First off, in the case of Brainstorm, you are not going to buy anything; you are going to have a subscription because it is a completely cloud-based product. As it matures and our Ethos platform evolves, if someone wants to integrate something else, we are not going to stop them and we would obviously tell them that it’s better to use CBE with our student systems and all of that.
Is the Ellucian Ethos platform the key to integration?
Ethos is a platform for our solutions. We are not going to sell Ethos to someone else to do something else. One of the reasons for is that there are lot of general purpose platforms and this one one is specifically for higher education. Having said that, one of the major components of Ethos is integration and we want to make it easy for others to integrate with Ellucian ecosystem, so that our partners and customers can benefit from it.
You are making a major cloud push but the adoption has been rather slow in the education sector.
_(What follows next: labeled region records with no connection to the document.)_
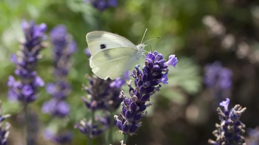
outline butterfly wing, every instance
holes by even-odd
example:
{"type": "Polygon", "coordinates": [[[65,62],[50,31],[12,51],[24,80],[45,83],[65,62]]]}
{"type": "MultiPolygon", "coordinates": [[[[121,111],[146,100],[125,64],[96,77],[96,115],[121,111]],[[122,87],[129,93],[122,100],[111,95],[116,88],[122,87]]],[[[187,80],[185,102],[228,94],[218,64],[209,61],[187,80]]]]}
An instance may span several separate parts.
{"type": "Polygon", "coordinates": [[[123,75],[136,60],[137,50],[119,47],[99,52],[90,58],[90,66],[96,75],[105,80],[115,79],[123,75]]]}
{"type": "Polygon", "coordinates": [[[119,35],[102,31],[95,31],[86,34],[86,41],[92,56],[102,51],[118,47],[131,47],[136,46],[126,38],[119,35]]]}

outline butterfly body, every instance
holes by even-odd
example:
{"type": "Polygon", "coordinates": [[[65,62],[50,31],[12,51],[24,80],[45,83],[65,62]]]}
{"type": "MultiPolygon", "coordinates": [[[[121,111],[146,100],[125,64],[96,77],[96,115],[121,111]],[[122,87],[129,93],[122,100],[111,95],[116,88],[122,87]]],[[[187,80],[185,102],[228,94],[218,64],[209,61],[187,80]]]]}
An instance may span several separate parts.
{"type": "Polygon", "coordinates": [[[102,31],[90,32],[86,41],[92,56],[93,72],[104,79],[115,79],[123,75],[143,54],[144,44],[136,46],[122,36],[102,31]]]}

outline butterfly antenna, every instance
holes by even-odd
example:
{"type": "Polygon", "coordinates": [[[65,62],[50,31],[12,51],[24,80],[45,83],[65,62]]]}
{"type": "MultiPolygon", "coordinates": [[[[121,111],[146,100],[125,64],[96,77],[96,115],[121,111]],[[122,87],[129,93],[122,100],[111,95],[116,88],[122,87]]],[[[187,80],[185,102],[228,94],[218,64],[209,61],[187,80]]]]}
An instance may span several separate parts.
{"type": "MultiPolygon", "coordinates": [[[[143,58],[142,58],[142,60],[143,60],[143,58]]],[[[138,63],[138,65],[139,65],[139,66],[140,67],[140,68],[141,68],[141,69],[142,69],[142,70],[143,70],[143,69],[142,68],[142,67],[141,67],[141,66],[140,65],[140,64],[139,64],[139,63],[138,63]]]]}
{"type": "MultiPolygon", "coordinates": [[[[149,46],[150,46],[150,49],[151,49],[151,53],[153,53],[153,51],[152,51],[152,48],[151,48],[151,45],[150,45],[150,44],[146,45],[144,46],[147,46],[148,45],[149,45],[149,46]]],[[[148,52],[148,53],[149,53],[149,52],[148,52]]]]}
{"type": "Polygon", "coordinates": [[[146,31],[145,31],[145,33],[144,33],[144,36],[143,36],[143,38],[142,38],[142,40],[141,40],[141,44],[142,44],[142,41],[143,41],[143,39],[144,39],[144,36],[145,36],[145,34],[146,34],[146,31],[147,30],[147,28],[146,29],[146,31]]]}
{"type": "Polygon", "coordinates": [[[147,41],[149,41],[149,40],[153,40],[153,39],[155,39],[160,38],[161,38],[161,37],[159,36],[159,37],[157,37],[157,38],[153,38],[153,39],[150,39],[150,40],[146,40],[146,41],[145,41],[145,42],[143,42],[143,43],[145,43],[145,42],[146,42],[147,41]]]}

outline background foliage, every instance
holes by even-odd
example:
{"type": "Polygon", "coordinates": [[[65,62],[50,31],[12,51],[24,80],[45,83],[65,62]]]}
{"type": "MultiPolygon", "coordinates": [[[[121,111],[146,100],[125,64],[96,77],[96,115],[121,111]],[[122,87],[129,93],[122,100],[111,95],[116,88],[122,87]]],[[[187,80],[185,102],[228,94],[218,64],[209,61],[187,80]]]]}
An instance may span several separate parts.
{"type": "MultiPolygon", "coordinates": [[[[22,21],[31,19],[45,23],[48,32],[64,24],[78,48],[68,76],[72,90],[67,99],[71,109],[69,117],[61,123],[41,113],[43,103],[50,98],[44,88],[30,105],[38,119],[35,127],[39,128],[37,144],[53,144],[45,140],[43,131],[47,126],[57,125],[73,131],[72,144],[86,144],[87,138],[73,126],[90,115],[81,99],[86,95],[81,89],[82,84],[88,81],[85,75],[92,74],[88,57],[83,52],[87,46],[86,34],[98,30],[118,33],[138,44],[147,28],[144,40],[161,37],[147,43],[153,51],[165,58],[173,54],[178,58],[176,68],[170,71],[168,85],[152,96],[154,105],[142,119],[143,126],[137,136],[129,137],[127,144],[203,145],[207,144],[209,138],[214,139],[211,133],[219,122],[216,109],[222,100],[217,100],[204,85],[202,76],[205,65],[217,60],[233,71],[231,106],[247,107],[241,120],[247,127],[255,128],[259,124],[258,5],[252,0],[119,0],[118,6],[101,12],[81,0],[0,1],[0,98],[2,114],[12,116],[8,120],[12,125],[10,144],[21,144],[22,115],[19,104],[7,99],[8,76],[15,69],[9,59],[24,37],[22,21]]],[[[42,52],[44,57],[37,68],[46,83],[54,79],[51,49],[50,43],[42,52]]],[[[147,46],[145,50],[150,49],[147,46]]],[[[142,65],[141,59],[139,63],[142,65]]],[[[113,144],[119,144],[123,136],[115,133],[116,128],[114,130],[113,144]]],[[[95,143],[103,144],[104,137],[96,139],[95,143]]]]}

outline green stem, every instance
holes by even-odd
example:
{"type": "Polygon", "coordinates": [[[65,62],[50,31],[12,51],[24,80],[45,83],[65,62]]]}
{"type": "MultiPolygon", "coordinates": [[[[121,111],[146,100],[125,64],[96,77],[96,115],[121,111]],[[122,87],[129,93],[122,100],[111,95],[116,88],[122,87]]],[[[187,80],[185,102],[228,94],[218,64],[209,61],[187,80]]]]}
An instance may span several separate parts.
{"type": "Polygon", "coordinates": [[[93,125],[94,123],[94,111],[92,111],[92,124],[91,125],[91,128],[90,129],[90,136],[88,139],[88,145],[92,145],[93,143],[93,125]]]}
{"type": "Polygon", "coordinates": [[[28,112],[27,111],[27,103],[24,103],[24,144],[28,145],[28,112]]]}
{"type": "Polygon", "coordinates": [[[109,132],[108,136],[108,144],[111,144],[113,143],[113,112],[111,112],[111,122],[109,126],[109,132]]]}
{"type": "Polygon", "coordinates": [[[126,139],[127,138],[127,134],[124,134],[124,136],[123,137],[123,141],[122,142],[122,144],[126,144],[126,139]]]}

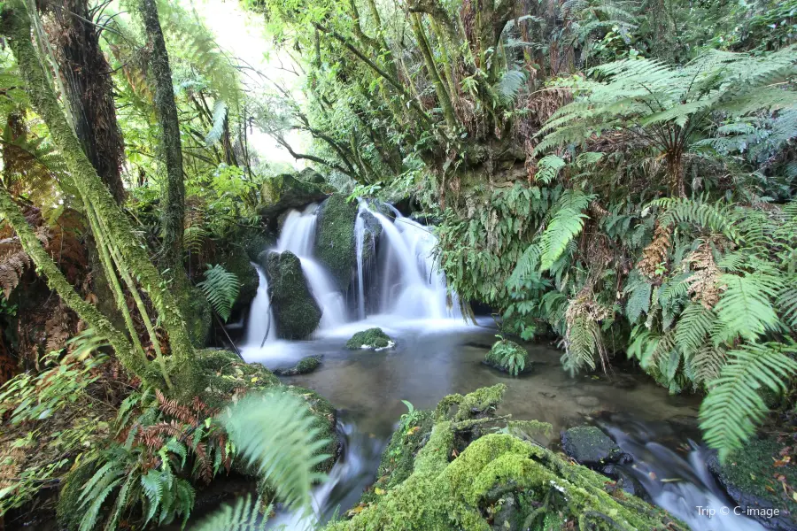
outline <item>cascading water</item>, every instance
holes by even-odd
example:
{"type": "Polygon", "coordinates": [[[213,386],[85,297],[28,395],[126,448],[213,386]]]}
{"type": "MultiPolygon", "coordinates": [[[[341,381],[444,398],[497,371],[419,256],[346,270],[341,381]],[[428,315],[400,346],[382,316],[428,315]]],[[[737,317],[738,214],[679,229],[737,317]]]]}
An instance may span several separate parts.
{"type": "MultiPolygon", "coordinates": [[[[380,315],[389,317],[391,324],[395,323],[396,317],[406,320],[461,319],[459,300],[456,295],[447,293],[445,275],[433,256],[435,235],[392,206],[387,204],[382,206],[386,207],[390,217],[369,210],[366,202],[360,202],[353,227],[356,320],[380,315]],[[375,238],[367,238],[368,231],[374,229],[366,226],[368,215],[381,228],[378,246],[375,238]]],[[[290,250],[301,261],[310,290],[322,310],[319,332],[328,333],[349,319],[344,294],[335,288],[324,266],[313,256],[317,211],[316,204],[303,211],[290,211],[274,250],[290,250]]],[[[260,284],[250,312],[246,348],[259,347],[264,342],[269,322],[271,327],[266,342],[276,339],[274,316],[269,313],[267,280],[259,268],[258,273],[260,284]]]]}
{"type": "Polygon", "coordinates": [[[764,531],[740,513],[714,480],[706,463],[708,452],[695,444],[687,458],[651,440],[654,430],[644,423],[605,425],[623,451],[633,456],[623,466],[654,503],[685,522],[693,531],[764,531]],[[663,480],[663,481],[662,481],[663,480]]]}
{"type": "Polygon", "coordinates": [[[406,319],[461,319],[459,300],[449,296],[445,275],[434,258],[437,238],[425,227],[405,218],[387,205],[394,216],[391,221],[379,212],[360,204],[355,236],[357,238],[358,312],[366,316],[367,293],[363,278],[368,265],[363,262],[364,221],[369,212],[382,227],[382,250],[376,264],[379,300],[374,304],[380,313],[406,319]]]}

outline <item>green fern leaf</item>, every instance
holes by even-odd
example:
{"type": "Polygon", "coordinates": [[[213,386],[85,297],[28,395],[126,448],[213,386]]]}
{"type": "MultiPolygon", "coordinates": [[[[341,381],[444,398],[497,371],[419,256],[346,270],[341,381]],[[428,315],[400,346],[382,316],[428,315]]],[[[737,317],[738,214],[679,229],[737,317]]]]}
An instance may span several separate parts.
{"type": "Polygon", "coordinates": [[[700,427],[706,442],[724,458],[741,448],[769,411],[761,389],[785,392],[789,377],[797,374],[793,345],[746,344],[728,353],[728,363],[700,405],[700,427]]]}

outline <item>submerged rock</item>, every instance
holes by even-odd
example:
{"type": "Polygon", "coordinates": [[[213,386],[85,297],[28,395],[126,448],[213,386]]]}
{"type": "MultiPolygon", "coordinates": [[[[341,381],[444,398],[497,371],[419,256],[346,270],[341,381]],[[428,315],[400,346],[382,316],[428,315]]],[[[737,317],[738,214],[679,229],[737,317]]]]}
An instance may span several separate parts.
{"type": "Polygon", "coordinates": [[[297,376],[312,373],[321,366],[321,356],[307,356],[298,360],[292,367],[287,369],[275,369],[274,373],[278,376],[297,376]]]}
{"type": "Polygon", "coordinates": [[[321,309],[307,285],[301,261],[290,250],[264,251],[258,258],[268,277],[277,337],[305,339],[318,327],[321,309]]]}
{"type": "Polygon", "coordinates": [[[510,435],[525,423],[495,416],[505,389],[451,395],[434,412],[404,415],[373,488],[346,513],[351,519],[325,530],[685,531],[643,500],[612,496],[603,476],[510,435]],[[509,433],[495,433],[501,427],[509,433]]]}
{"type": "Polygon", "coordinates": [[[630,459],[616,442],[594,426],[576,426],[562,433],[561,449],[576,463],[591,468],[630,459]]]}
{"type": "Polygon", "coordinates": [[[347,201],[343,194],[332,194],[318,209],[313,256],[344,292],[349,289],[357,266],[356,219],[357,204],[347,201]]]}
{"type": "Polygon", "coordinates": [[[529,351],[508,339],[495,342],[482,363],[513,376],[534,370],[529,351]]]}
{"type": "Polygon", "coordinates": [[[784,460],[785,444],[774,437],[748,442],[731,452],[724,463],[716,455],[708,461],[708,470],[740,511],[764,527],[797,530],[797,502],[784,492],[777,476],[787,485],[797,485],[797,467],[784,460]],[[778,510],[776,515],[774,511],[778,510]]]}
{"type": "Polygon", "coordinates": [[[346,348],[350,350],[360,349],[382,350],[390,349],[395,344],[395,342],[391,339],[390,335],[383,332],[382,328],[368,328],[352,335],[352,339],[346,342],[346,348]]]}
{"type": "Polygon", "coordinates": [[[260,187],[262,206],[258,212],[273,227],[282,212],[322,201],[326,196],[320,184],[298,179],[291,173],[282,173],[263,182],[260,187]]]}
{"type": "Polygon", "coordinates": [[[379,222],[376,216],[368,211],[360,212],[360,217],[362,219],[363,224],[362,262],[365,264],[374,258],[376,252],[379,236],[382,235],[382,223],[379,222]]]}

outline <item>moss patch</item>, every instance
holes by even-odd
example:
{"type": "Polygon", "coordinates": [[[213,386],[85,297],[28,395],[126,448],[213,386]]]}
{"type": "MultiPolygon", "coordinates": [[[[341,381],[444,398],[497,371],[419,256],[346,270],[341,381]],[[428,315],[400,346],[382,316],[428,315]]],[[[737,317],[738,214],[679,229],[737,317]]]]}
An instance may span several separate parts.
{"type": "Polygon", "coordinates": [[[335,285],[346,291],[357,266],[354,222],[357,204],[343,194],[332,194],[318,210],[314,256],[329,272],[335,285]]]}
{"type": "Polygon", "coordinates": [[[382,331],[382,328],[368,328],[358,332],[346,342],[346,348],[350,350],[368,349],[376,350],[392,347],[395,343],[390,335],[382,331]]]}
{"type": "Polygon", "coordinates": [[[312,373],[321,366],[321,356],[307,356],[298,360],[292,367],[287,369],[275,369],[274,373],[279,376],[296,376],[312,373]]]}
{"type": "Polygon", "coordinates": [[[267,179],[260,187],[262,206],[259,212],[269,223],[291,208],[301,208],[327,196],[321,186],[315,182],[297,179],[293,173],[282,173],[267,179]]]}
{"type": "Polygon", "coordinates": [[[414,412],[412,421],[406,416],[373,491],[347,513],[351,519],[326,530],[491,531],[500,511],[509,528],[538,529],[553,523],[553,528],[685,531],[638,498],[613,496],[606,478],[546,448],[507,433],[482,435],[477,427],[501,425],[490,412],[504,389],[446,396],[435,413],[414,412]],[[454,404],[460,407],[453,411],[454,404]]]}
{"type": "Polygon", "coordinates": [[[264,261],[277,336],[305,339],[318,327],[321,309],[310,292],[301,262],[290,250],[267,251],[264,261]]]}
How do you plan to address this challenge?
We have been talking to our customers about cloud for a long time and one of the things that we see repeatedly is when asked the cloud question, customers would be cautious but they change their minds quickly. People who were cautious about cloud have changed their opinions and more and more education institutions are moving to cloud. Of course, it will take time for it to happen across the world but I think that will happen eventually Is Ellucian offering any BI and analytics tools?
Historically, we have done what most ERP vendors have done – to have a BI offering as an add-on to another product. So you would see BI products for our Banner, Colleague and CRM software and they do a very good job within their world. This year, we have started promoting our cloud-based analytics product and it is the first time we are not thinking about higher education analytics as a part of an another product. It is a product in its own right and its data could be coming from anywhere – be it Ellucian or non-Ellucian products. We think there is a big market out there for higher education analytics.
Traditionally, higher education has always been intimate, and face-to-face, but is rapidly moving to online now. How do you see future learning models evolve?
If you look up education in any dictionary, it never refers to schools or colleges; it refers to transfer of knowledge. One of the stumbling blocks when it comes to innovation is that people tend to think in terms of status quo. What I have seen in my life is that you have a new idea emerge and then you have the status quo, and it never ends up one or the other; it ends up in another idea that is an amalgamation of them both. Frankly, what I am excited about is CBE and its impact on higher education.
What do you think are the top technology priorities for higher education CIOs?
I think the top priority for higher education institutions is their cloud strategy and I think many of them don’t have one in place yet. This is going to be particularly important when a higher education institution has a hardware refresh coming up and it seems to the forcing function for cloud.